Saturday, September 6, 2014

Met Museum: The Pre-Raphaelite Legacy

The current exhibit at the Met Museum, The Pre-Raphaelite Legacy: British Art and Design, is extremely limited in its scope.  That the entire show takes up only one small gallery on the museum's main floor should perhaps come as no great surprise.  Victorian art has long been out of fashion and these days is usually described in such disparaging terms as "quaint" and given short shrift by historians.  Even in its own time, the movement exerted a good deal more influence on the development of the decorative arts in Great Britain than it did on the course of European art history.

The concept that informs the Pre-Raphaelite vision is ultimately unworldy.  It looks back longingly to the Quattrocento period before the "corrupting" influence of Raphael had yet made itself felt and helped lead to the glories of the High Renaissance.  There is a certain naivete at work here insofar as a long ago period has been remembered nostalgically by artists who have turned their backs on the modern world - Edward Burne-Jones and William Morris had actually once been theology students at Oxford - and who have then attempted to recall this earlier time, not as it was, but as they would like it to have been.  It is no accident that the greatest aesthetic influence on the movement should have been the writings of John Ruskin whose idealization of the past and exaltation of the Gothic can most clearly be seen in The Stones of Venice.  The results of any such attempts to recreate the spirit of a vanished era must necessarily strike the viewer as artificial.  They become cleverly executed tableaux rather than living works of art.
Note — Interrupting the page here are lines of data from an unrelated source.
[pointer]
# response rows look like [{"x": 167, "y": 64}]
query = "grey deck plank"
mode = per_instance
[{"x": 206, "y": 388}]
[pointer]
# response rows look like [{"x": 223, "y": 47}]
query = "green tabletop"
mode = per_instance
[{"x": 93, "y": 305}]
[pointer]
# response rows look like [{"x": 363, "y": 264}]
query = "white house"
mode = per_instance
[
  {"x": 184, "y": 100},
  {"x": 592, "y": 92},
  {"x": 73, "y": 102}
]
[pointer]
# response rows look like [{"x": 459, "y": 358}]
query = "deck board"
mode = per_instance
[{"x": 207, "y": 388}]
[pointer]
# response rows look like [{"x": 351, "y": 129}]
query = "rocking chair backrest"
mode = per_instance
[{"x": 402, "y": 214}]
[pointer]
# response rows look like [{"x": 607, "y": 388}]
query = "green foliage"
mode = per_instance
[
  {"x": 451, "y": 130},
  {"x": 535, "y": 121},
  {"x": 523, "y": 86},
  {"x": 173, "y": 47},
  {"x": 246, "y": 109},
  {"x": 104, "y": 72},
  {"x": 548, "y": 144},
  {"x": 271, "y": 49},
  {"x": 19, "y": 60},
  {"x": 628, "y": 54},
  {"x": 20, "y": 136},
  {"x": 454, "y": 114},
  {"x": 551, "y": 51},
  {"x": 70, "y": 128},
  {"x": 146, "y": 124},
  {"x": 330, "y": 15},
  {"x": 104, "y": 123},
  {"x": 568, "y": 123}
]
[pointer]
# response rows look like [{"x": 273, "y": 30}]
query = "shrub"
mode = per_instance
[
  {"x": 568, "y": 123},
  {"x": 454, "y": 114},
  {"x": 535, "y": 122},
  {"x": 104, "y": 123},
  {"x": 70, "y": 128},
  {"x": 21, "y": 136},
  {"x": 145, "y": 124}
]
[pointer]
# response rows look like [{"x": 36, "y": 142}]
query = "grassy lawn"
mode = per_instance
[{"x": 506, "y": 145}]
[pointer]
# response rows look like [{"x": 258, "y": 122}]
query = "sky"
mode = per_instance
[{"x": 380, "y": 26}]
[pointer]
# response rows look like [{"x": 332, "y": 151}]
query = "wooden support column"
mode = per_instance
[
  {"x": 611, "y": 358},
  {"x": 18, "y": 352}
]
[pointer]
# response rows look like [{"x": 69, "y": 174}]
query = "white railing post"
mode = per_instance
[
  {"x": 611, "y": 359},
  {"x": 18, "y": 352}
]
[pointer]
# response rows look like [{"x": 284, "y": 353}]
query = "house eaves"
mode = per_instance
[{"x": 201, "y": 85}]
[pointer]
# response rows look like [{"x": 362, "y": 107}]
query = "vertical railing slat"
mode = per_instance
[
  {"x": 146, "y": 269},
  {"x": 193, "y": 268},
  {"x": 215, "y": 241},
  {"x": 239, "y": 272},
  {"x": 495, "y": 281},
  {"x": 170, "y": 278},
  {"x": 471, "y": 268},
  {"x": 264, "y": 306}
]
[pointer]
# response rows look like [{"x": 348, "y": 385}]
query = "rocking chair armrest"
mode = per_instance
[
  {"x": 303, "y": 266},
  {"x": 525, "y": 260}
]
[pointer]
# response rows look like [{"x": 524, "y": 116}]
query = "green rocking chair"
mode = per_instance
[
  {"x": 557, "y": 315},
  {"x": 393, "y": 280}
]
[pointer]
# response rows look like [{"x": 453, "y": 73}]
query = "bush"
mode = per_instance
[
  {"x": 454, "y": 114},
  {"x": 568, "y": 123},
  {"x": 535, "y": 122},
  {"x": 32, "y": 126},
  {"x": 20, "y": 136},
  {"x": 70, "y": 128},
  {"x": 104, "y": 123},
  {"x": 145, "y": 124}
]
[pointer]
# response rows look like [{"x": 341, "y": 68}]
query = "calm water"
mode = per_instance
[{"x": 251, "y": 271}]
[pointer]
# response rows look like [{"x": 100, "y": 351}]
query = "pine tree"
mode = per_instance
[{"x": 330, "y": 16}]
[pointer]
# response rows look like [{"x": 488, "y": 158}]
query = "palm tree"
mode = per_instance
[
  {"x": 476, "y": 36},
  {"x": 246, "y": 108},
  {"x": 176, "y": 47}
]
The centerpiece of the current exhibit is clearly Burne-Jones' The Love Song (1868-1877), a large-scale oil on canvas that the museum refers to on its website as "its greatest Pre-Raphaelite acquisition."  It is an extremely mannered painting that is imitative of Botticelli's style but contains nothing of that artist's genius.  Arranged around it are a number of other paintings and drawings of which the three most interesting - perhaps because the sitters had such close relationships with the artists that they bring these works to life almost in spite of themselves - are The Convalescent (1872), a study of the artist's dangerously ill wife by Ford Madox Brown, an 1868 portrait of Jane Morris by Dante Gabriel Rossetti that clearly shows the artist's growing infatuation with his married subject, and Lady Lilith (1867) in which Rossetti depicts his mistress Fanny Cornforth as the infamous Biblical character.  Another work, the painting Lachrymae (1894-1895) by Frederic Leighton, whose association with the Pre-Raphaelites is tenuous at best, is no more than a colorful exercise in sentimentality.  Notable by its absence is the work most often associated with the Pre-Raphaelites, Rossetti's Beata Beatrix (1870), the painting that is usually considered the artist's masterpiece.

As far as photography is concerned, there is only one example on view, an illustration by Julia Margaret Cameron commissioned by her neighbor Tennyson for his Idylls of the King.  Cameron was an exceptional photographer - I posted last fall a review of an exhibit of her work also held at the Met Museum - and it is a shame that she should be represented here by such a mawkish piece.  (Curiously, the photo on display is not that shown on the museum's website.)  Much more interesting are two portraits which are not hung at the show but are contained in the museum's printed flyer for it.  These are a dual portrait from 1890 of Morris and Burne-Jones taken by Frederick Hollyer and an evocative 1863 portrait of a seated Rossetti taken by Lewis Carroll.

The works on display that deserve the greatest attention are those related to the Arts and Crafts movement.  Among these are Burne-Jones' tapestry Angeli Laudantes (1898), two ceramic plates by William de Morgan and the textile hanging Bird (1878) by William Morris.  The show would have benefited greatly by the inclusion of more such craftwork.

The exhibit continues through October 26, 2014.